Note that the above holds true:

- for all unsigned types,
*even if the underlying machine doesn't represent numbers in Two's complement*. In this case, the compiler has to make sure the identity holds true.

Also, the above means that you can't rely on specific representations for *signed* types.

*Edit*: In order to answer some of the comments:

Let's say we have a code snippet like:

```
int i = -1;
long j = i;
```

There is a type conversion in the assignment to `j`

. Assuming that `int`

and `long`

have different sizes (most [all?] 64-bit systems), the bit-patterns at memory locations for `i`

and `j`

are going to be different, because they have different sizes. The compiler makes sure that the *values* of `i`

and `j`

are `-1`

.

Similarly, when we do:

```
size_t s = (size_t) -1
```

There is a type conversion going on. The `-1`

is of type `int`

. It has a bit-pattern, but that is irrelevant for this example because when the conversion to `size_t`

takes place due to the cast, the compiler will translate the *value* according to the rules for the type (`size_t`

in this case). Thus, even if `int`

and `size_t`

have different sizes, the standard guarantees that the value stored in `s`

above will be the maximum value that `size_t`

can take.

If we do:

```
long j = LONG_MAX;
int i = j;
```

If `LONG_MAX`

is greater than `INT_MAX`

, then the value in `i`

is implementation-defined (C89, section 3.2.1.2).

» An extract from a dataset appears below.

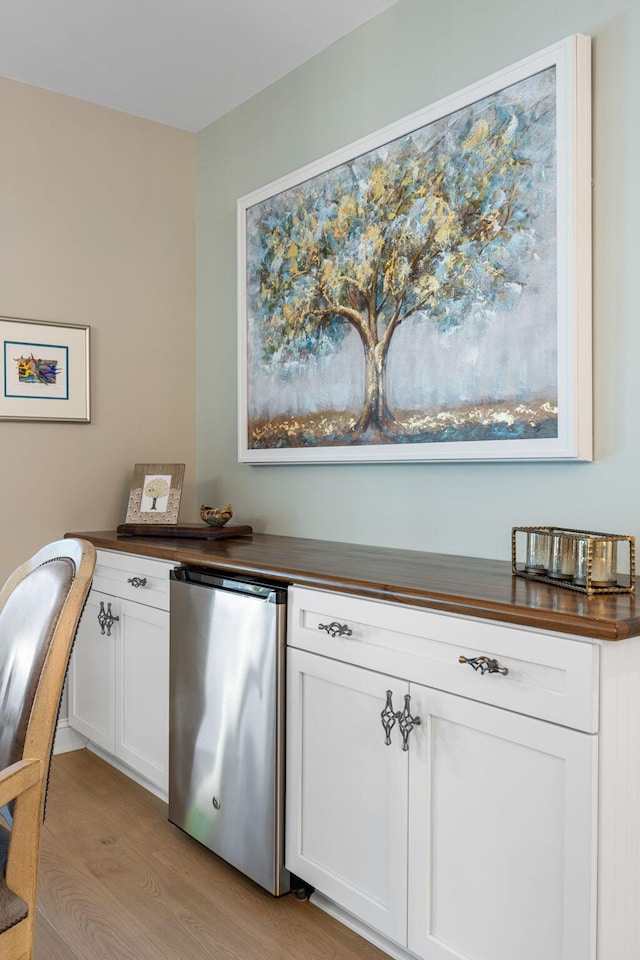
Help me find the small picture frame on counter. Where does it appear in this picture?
[126,463,184,524]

answered 9 years ago Jerry Coffin #4

Your first question, about why `(unsigned)-1`

gives the largest possible unsigned value is only accidentally related to two's complement. The reason -1 cast to an unsigned type gives the largest value possible for that type is because the standard says the unsigned types "follow the laws of arithmetic modulo 2^{n} where n is the number of bits in the value representation of that particular size of integer."

Now, for 2's complement, the representation of the largest possible unsigned value and -1 happen to be the same -- but even if the hardware uses another representation (e.g. 1's complement or sign/magnitude), converting -1 to an unsigned type must still produce the largest possible value for that type.

answered 9 years ago pmg #5

Two's complement is very nice for doing subtraction just like addition :)

11111110 (254 or -2) +00000001 ( 1) --------- 11111111 (255 or -1) 11111111 (255 or -1) +00000001 ( 1) --------- 100000000 ( 0 + 256)

answered 3 years ago trinalbadger587 #6

Because the bit pattern for an int -1 is FFFFFFFF in hexadecimal unsigned. 11111111111111111111111111111111 binary unsigned. But in int the first bit signifies whether it is negative. But in unsigned int the first bit is just extra number because a unsigned int cannot be negative. So the extra bit makes an unsigned int able to store bigger numbers. As with an unsigned int 11111111111111111111111111111111 (binary) or FFFFFFFF (hexadecimal) is the biggest number a uint can store. Unsigned Ints are not recommended because if they go negative then it overflows and goes to the biggest number.